Risk taking capacity, appetite and tolerance changes depending upon various information and factors.

This can be understood with the help of following points:-

a) Depending upon Personal Information:-

1] Age –

When a person is young, he/she can take more risk as they don’t have much to lose. Also they have a longer time frame available with them to reap profits from their investments even if they suffer some losses along the way. Therefore, lower the age, higher the risk that can be taken.

2] Employability –

When a person has quality education and is skilled and qualified, he/she can find job anywhere. Moreover, these professionals don’t have to worry as their education, skills and qualities will help them earn money in some or the other way. They have a high employability level. Therefore, well qualified and multi-skilled professionals can afford to take more risks.

3] Nature of Job –

A person is stable when he/she has a stable source of income. Having a stable job gives a sense of security. When people have a sense security they can invest more freely. Thus, people with stable jobs can afford to take more risk and can more profits.

4] Psyche –

The psyche of a person that is their personality and characteristics also influence risk taking decisions. The response of people to profit or loss from their investments is critical. Some people are not good at accepting losses. The mentality, i.e is the thinking of a person plays a key role in investing. Having a positive outlook while investing helps earn more. Hence, adventurous and daring people are better positioned mentally to accept downside risk.
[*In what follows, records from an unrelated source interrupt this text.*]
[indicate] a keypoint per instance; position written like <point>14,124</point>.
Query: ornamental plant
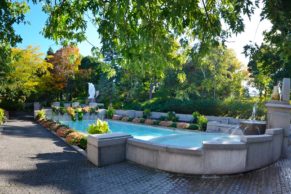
<point>149,121</point>
<point>76,138</point>
<point>125,118</point>
<point>86,109</point>
<point>94,110</point>
<point>62,110</point>
<point>136,120</point>
<point>2,116</point>
<point>171,116</point>
<point>80,114</point>
<point>71,111</point>
<point>99,127</point>
<point>200,120</point>
<point>56,110</point>
<point>110,112</point>
<point>146,113</point>
<point>63,132</point>
<point>40,115</point>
b) Depending upon Family Information:-

1] Earning Members –

If the number of members earning in a family is high, then they have more amount to invest. There is no need to worry about few losses. This also means that their risk appetite is also high. Therefore, risk appetite increases as the number of earning members increases.

2] Dependent Members –

The number of members dependent on the earning member is of great influence. Fulfilling the needs and wants of all the members is a difficult task. Moreover, as there are more members dependent on the same person then there is not much scope to take risk. Hence, risk appetite decreases as the number of dependent members decreases.

3] Life Expectancy –

Life expectancy means the number of years a person might live. This number decides how to invest and when to reap the profits. If the life expectancy is low then there is no point planning for time period more than that. If the life expectancy is high then low risk is preferred. Thus, risk appetite is higher when life expectancy is longer.

c) Depending upon Financial Information:-

1] Capital Base –

A broad capital base means being financially sound. It provides a lot of scope for taking risk in investments. A higher capital base helps absorbs the losses incurred, if any. Having a high capital base acts a backbone. Therefore, higher the capital base, better the ability to financially take the downsides that come with the risk.

2] Regularity of Income –

Regular income indicates stability. A stable source of income is beneficial while investing. Knowing that there is income in the future can help take risks now. People with seasonal income cannot take high risks. Thus, people earning regular income can take more risk than those with unpredictable income streams.

These are just some of the aspects/factors that can help you analyse your risk taking capacity or appetite. Also the above are thoughts are derived by observing a general trend. People may behave differently.